The order’s provisions, which are of a technical nature, have two basic purposes: first, to update provisions in the 2000 order relating to the extent to which entry clearance will have effect as leave to enter and to the categories of person who may be granted leave to enter automatically and who can be granted or refused leave orally; and, secondly, it makes provision about lapsing leave.
The order extends the period for which entry clearance takes effect as leave to enter for certain categories of visitor, who may, exceptionally, be granted a visa for a period that is longer than the usual six months. These are private medical treatment visitors, who may be granted a visa for up to 11 months, and academic visitors, who may be granted a visa for up to 12 months.
With the simplification of the visitor routes of entry, two routes—those for visitors coming to study for a short period and for parents coming to stay with their children at school here—are no longer treated as visitors. This was done to make their purpose clearer. The order makes a change to ensure that short-term students and parents of tier 4 child students are included in the categories of person to whom leave may be given or refused orally.

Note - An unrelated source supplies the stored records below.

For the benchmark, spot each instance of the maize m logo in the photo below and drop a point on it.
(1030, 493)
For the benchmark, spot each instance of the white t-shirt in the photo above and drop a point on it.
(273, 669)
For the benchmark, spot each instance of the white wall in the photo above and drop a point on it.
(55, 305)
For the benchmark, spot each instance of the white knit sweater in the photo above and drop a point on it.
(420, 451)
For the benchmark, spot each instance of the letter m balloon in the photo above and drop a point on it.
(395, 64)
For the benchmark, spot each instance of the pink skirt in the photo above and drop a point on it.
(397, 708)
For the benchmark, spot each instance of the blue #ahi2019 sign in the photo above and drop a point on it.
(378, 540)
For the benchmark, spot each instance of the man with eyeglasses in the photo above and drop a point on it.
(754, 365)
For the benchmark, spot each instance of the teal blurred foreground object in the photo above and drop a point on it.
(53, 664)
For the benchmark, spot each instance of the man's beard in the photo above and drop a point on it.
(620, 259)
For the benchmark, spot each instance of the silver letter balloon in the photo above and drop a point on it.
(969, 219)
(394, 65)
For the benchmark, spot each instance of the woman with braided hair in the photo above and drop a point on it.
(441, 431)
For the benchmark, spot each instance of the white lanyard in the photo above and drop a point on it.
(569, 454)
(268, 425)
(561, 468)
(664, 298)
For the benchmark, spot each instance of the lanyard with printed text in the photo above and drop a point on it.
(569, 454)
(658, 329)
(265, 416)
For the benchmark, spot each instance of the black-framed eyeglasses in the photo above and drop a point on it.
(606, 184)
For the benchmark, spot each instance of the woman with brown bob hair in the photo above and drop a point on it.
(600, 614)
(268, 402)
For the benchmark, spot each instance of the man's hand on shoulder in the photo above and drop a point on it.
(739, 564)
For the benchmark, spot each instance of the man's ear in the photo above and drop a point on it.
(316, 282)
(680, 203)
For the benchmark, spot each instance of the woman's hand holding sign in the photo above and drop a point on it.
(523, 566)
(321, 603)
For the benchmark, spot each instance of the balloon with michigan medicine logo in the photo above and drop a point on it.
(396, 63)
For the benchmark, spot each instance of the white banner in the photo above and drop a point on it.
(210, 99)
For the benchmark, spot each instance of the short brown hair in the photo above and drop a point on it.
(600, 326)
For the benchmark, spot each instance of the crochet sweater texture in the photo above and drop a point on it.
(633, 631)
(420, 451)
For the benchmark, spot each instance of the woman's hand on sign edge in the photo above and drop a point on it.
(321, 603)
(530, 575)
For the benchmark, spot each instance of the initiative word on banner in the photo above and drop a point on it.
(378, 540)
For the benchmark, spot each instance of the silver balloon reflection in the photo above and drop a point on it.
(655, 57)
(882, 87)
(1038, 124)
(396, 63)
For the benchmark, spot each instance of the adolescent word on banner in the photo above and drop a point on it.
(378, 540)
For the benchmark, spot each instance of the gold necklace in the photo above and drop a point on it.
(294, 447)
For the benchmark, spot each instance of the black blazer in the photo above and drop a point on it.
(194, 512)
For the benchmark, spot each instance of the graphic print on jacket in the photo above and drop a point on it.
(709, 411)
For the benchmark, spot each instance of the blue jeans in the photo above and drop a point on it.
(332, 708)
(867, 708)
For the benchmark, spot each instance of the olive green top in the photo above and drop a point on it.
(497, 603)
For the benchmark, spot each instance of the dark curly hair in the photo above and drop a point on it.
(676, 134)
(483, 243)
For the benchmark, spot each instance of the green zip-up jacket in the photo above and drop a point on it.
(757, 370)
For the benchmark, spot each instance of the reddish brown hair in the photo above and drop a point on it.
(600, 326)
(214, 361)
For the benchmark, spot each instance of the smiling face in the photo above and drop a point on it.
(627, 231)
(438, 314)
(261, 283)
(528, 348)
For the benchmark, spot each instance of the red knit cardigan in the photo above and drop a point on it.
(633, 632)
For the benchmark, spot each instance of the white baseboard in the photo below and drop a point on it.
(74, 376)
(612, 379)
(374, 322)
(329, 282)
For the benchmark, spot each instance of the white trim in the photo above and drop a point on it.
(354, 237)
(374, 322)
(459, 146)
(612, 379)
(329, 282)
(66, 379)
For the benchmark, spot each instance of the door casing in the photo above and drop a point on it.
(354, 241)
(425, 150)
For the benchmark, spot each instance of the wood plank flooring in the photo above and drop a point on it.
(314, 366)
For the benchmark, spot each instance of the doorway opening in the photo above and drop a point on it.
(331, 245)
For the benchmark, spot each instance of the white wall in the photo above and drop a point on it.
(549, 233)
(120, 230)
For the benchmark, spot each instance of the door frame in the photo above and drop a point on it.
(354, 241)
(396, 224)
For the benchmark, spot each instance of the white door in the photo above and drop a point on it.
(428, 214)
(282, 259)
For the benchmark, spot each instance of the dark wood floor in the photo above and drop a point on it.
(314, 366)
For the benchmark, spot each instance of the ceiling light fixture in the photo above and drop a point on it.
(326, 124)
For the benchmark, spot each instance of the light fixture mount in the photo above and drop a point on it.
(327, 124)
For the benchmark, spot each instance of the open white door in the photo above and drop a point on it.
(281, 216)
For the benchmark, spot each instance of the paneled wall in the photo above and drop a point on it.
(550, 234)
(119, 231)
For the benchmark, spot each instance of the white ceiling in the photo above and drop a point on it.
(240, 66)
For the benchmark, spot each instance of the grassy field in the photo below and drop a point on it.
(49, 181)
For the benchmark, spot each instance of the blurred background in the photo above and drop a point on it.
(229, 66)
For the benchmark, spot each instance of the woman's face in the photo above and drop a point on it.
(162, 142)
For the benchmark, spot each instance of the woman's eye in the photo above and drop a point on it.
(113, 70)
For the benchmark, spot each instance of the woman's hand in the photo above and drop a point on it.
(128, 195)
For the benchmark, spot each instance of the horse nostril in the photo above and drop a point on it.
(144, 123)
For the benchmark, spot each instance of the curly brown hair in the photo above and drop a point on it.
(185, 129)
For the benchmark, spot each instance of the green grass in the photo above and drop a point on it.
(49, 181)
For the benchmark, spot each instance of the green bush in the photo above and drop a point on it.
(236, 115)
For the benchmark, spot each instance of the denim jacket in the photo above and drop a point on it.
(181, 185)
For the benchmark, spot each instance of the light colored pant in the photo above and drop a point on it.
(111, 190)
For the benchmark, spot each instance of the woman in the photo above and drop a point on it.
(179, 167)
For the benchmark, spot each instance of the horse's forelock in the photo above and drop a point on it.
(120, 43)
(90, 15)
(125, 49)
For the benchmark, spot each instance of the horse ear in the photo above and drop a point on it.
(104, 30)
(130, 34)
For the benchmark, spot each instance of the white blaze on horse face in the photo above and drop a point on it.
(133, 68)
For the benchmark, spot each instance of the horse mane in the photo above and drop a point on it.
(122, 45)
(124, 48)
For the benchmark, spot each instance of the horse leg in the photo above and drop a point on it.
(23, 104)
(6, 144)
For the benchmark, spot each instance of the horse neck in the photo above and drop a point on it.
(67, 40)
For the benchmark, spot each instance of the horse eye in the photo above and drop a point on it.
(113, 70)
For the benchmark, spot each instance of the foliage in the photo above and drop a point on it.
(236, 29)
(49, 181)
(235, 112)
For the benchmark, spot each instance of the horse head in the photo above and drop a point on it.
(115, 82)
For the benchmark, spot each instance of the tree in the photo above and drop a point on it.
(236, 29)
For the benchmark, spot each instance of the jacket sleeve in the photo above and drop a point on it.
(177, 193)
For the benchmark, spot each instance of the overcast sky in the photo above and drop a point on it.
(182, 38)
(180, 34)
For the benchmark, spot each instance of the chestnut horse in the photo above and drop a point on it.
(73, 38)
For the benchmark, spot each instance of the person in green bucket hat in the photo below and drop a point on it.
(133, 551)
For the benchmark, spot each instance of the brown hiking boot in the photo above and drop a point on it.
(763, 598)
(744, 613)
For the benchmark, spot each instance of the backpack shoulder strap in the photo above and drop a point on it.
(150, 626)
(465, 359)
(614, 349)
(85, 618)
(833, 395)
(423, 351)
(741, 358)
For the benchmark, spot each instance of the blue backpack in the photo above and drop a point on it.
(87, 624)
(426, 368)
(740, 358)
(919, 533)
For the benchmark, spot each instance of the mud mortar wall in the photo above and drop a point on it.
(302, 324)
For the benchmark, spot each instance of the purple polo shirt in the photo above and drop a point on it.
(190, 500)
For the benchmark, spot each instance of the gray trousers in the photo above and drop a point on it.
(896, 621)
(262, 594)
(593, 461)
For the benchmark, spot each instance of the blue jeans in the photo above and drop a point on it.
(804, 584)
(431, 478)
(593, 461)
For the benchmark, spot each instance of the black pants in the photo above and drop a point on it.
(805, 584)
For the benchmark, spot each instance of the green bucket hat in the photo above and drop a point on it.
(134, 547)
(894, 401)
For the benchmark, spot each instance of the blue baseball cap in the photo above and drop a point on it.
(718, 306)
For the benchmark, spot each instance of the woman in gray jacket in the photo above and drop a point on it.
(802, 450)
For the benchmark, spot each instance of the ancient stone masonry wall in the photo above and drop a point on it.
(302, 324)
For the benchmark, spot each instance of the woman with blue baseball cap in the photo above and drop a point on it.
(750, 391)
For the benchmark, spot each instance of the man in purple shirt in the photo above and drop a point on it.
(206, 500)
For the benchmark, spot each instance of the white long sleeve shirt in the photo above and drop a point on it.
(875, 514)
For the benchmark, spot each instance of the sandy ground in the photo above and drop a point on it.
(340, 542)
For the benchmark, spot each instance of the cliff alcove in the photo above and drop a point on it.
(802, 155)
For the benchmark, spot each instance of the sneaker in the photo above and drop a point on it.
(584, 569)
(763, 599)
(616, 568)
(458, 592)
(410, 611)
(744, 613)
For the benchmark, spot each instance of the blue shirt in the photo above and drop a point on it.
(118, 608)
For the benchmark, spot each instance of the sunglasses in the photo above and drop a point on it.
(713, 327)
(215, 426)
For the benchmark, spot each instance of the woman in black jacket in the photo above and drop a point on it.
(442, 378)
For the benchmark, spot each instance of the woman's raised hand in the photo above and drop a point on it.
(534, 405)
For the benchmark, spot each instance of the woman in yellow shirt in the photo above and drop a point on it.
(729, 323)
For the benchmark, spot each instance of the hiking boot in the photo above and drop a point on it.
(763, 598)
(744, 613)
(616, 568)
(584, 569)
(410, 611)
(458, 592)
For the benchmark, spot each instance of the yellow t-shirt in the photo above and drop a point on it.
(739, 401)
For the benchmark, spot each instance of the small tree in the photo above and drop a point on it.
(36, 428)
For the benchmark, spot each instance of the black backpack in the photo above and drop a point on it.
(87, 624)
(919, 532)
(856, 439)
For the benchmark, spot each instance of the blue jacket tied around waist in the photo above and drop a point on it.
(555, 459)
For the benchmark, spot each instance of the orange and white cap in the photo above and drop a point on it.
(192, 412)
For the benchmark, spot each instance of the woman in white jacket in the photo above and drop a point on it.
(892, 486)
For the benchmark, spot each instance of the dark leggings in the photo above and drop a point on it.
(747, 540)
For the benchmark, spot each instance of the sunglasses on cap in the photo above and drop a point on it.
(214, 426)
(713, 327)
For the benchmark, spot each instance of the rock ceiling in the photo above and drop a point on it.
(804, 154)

The order also makes changes to update the categories of person who may, provided they are a registered traveller, be granted leave to enter automatically if they enter by an e-gate. A registered traveller is a low-risk frequent traveller of a specified nationality who can benefit from quicker processing at the border by entering via an e-passport gate. This is available at most UK airports.
Finally, the order makes a change to ensure that leave granted to partners and children of certain British or settled Crown servants and British Council employees does not lapse after two years when they are accompanying their partner or parent on an overseas posting. The change also means that those granted leave under the family provisions of the Immigration Rules can complete their probationary period outside the United Kingdom before applying for indefinite leave.
I commend the order to the Committee.
I note that the Minister gave me a look when he started by saying that the order is of a highly technical nature, which I think was a suggestion that he hoped that I might not have too much to say, and I am able to grant him his wish. Since there appears to be nothing in the order of a controversial nature, there are no questions that I wish to raise or meaningful comments that I can make, so I will leave it at that and sit down.